You may have heard of the following ones:
-General chats: Chaton, ChatBox, Ask AI, Chat & Ask AI, Chat Nova, etc.
-Image GenAI: Face Dance, Wonder AI, Remini, etc.
Most of those apps are basically improved version of the most popular GenAI solutions. Like to call them “ChatGPT on steroid” or “Dall-E on steroid”.
There are different sources of information saying that some of those apps are essentially relying on existing technologies like GPT3.5 or 4 (for the general chats) or largely popular model such as Stable diffusion (for the Image GenAI).
Still, something bothers me: If those apps were just “wrappers” of existing commercial GenAI models, the cost of just calling a commercial API would probably be gigantic considering the high amount of users & the time they spend on apps.
Would anyone here have experience in creating similar B2C solutions that might extensively rely on commercial GenAI API such as the GPT one? I’d like to better understand the rational of using a commercial API rather than self hosting a model like Llama 2 - 3. I assume there are plenty of parameters to considers, the cost but also the technical complexity, time to go to market, operational constraints, etc.
This is a very interesting topic. Using commercial APIs like GPT-4 allows for quick and robust integration, but the costs can become substantial as you scale. Self-hosted models like LLaMA can reduce these costs but require significant setup and maintenance. APIs are scalable and reliable, ideal for initial stages, while self-hosting demands a skilled team to manage operations. Some companies adopt a hybrid approach, starting with APIs and gradually shifting to self-hosted models to balance cost and performance. I hope this insight is helpful.
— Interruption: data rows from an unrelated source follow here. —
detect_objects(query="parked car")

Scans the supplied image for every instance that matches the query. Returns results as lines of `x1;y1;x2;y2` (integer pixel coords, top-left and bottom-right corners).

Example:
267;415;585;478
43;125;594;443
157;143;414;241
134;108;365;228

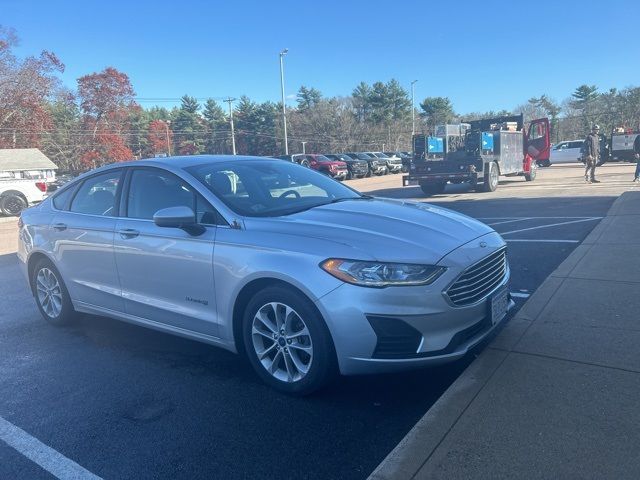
345;152;387;177
47;173;76;194
273;153;311;168
18;155;513;394
384;152;411;173
539;140;584;167
364;152;402;173
304;153;349;180
325;153;369;180
0;178;47;216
Thanks for the insight, that’s very interesting. After making additional research, kind of makes sense to proceed like that.
I have made a quick calculation. Popular chat app tend to cost about $5 / user per month when using GPT 3.5 API for conversation mostly. Those apps tend to charge $7.5 / week. So even with the marketing cost to acquire user, we could assume those apps are indeed profitable when just calling GPT API. I also noticed that many of them tend to limit the actual usage to <50 messages / day, obviously to save on API costs.
However, I am having troubles finding what would be the right threshold in terms of users to shift toward a self hosted model. Do you have any clues about this? I mean, looks like hosting Llame2 cost like €1,000 / month with a basic virtual machien that has a entry-level GPU. But what I can’t figure how is the number of machines or the GPU level you’ll need to handle multiple requests at the same time without latency.